The measurement scheme using high-pressure thermogravimetric analysis is shown in Figure 2. The results of the high-pressure analysis of hydrogen absorption and desorption on the Al₁₅Ti₃₈Nb₂₃Zr₂₄ alloy are divided into four graphs, which are shown in Figure 3. The first deals with the change in corrected weight and temperature during individual measurement steps. The following graph describes the actual absorption or desorption of hydrogen during the measurement of how many milligrams of hydrogen were stored in one gram of the sample. The third graph describes the change in the hydrogen-to-metal atom ratio (H/M ratio). The last graph shows the absorption kinetics. The yellow area shows unbalanced conditions, such as a change in pressure or temperature.

Table 3. Sorption properties of the alloys.
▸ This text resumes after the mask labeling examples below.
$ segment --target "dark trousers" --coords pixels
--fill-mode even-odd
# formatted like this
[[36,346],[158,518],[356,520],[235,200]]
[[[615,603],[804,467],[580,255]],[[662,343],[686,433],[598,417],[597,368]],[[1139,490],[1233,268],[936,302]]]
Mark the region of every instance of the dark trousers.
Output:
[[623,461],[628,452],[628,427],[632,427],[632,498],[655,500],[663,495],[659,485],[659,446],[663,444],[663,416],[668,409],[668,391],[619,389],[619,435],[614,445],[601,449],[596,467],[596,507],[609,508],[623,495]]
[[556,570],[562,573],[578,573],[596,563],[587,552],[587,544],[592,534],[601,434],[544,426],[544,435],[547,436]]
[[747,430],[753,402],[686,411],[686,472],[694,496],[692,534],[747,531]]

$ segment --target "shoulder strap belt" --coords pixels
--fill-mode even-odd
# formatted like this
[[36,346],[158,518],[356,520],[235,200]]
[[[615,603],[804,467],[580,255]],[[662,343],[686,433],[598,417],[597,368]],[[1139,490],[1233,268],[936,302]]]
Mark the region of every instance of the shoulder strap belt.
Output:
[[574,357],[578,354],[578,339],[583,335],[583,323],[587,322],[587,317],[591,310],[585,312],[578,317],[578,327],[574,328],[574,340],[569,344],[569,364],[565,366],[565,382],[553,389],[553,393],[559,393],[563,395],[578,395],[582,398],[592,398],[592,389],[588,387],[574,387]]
Alloy	Absorption H [wt.%/H/M]	Residual H [wt.%/H/M]	Desorption H [wt.%/H/M]	Cycle Efficiency [%]
Al30Ti35Nb15Zr20	1.28/0.74	0.46/0.26	0.82/0.48	64.86
Al23Ti25Nb30Zr22	1.06/0.69	0.25/0.16	0.81/0.53	76.81
Al30Ti35Nb20Zr15	0.98/0.54	0.27/0.15	0.71/0.39	72.22
Al25Ti25Nb20Zr30	1.23/0.82	0.41/0.27	0.82/0.55	67.07
Al15Ti38Nb23Zr24	1.61/1.05	0.62/0.40	0.99/0.65	61.90
Al35Ti20Nb25Zr20	0.79/0.48	0.18/0.10	0.61/0.38	79.16
Al30Ti40Nb15Zr15	1.10/0.63	0.37/0.22	0.73/0.41	65.08
Al20Ti25Nb25Zr30	1.28/0.86	0.43/0.29	0.85/0.57	66.28
Al20Ti40Nb15Zr25	1.28/0.79	0.54/0.33	0.74/0.46	58.23
Al15Ti40Nb30Zr15	1.33/0.88	0.30/0.20	1.03/0.68	77.27

describes the values of absorbed, residual, and desorbed hydrogen, with the last column indicating the efficiency of the cycle. The highest storage capacity was achieved by the Al₁₅Ti₃₈Nb₂₃Zr₂₄ sample, with a value of 1.61 wt.% and an H/M ratio of 1.05.

4. Conclusions

Based on the prediction theory compiled according to the Hume-Rothery rules, the emergence of high-entropy phases was assumed. Most of the alloys show the one BCC phase, which was partially confirmed via X-ray diffraction. Samples with the elemental composition Al-Ti-Nb-Zr align with our goal of reducing specific weight, with the highest specific weight being recorded for the Al₂₀Ti₂₅Nb₂₅Zr₃₀ sample at 6.15 g.cm⁻³. All samples underwent high-pressure gravimetric analysis for hydrogen absorption and desorption in two cycles at 200 °C and a hydrogen pressure of 2.10⁶ Pa. No rare-earth elements were used in the production of the samples, which also reduced the cost of manufacturing the alloys. The Al₁₅Ti₃₈Nb₂₃Zr₂₄ alloy reached a storage capacity of 1.61 wt.% and a density of 5.87 g.cm⁻³, comparable to the commercial material LaNi₅, which reaches a storage capacity value of 1.4 wt.% and a density of 7.95 g.cm⁻³ [7].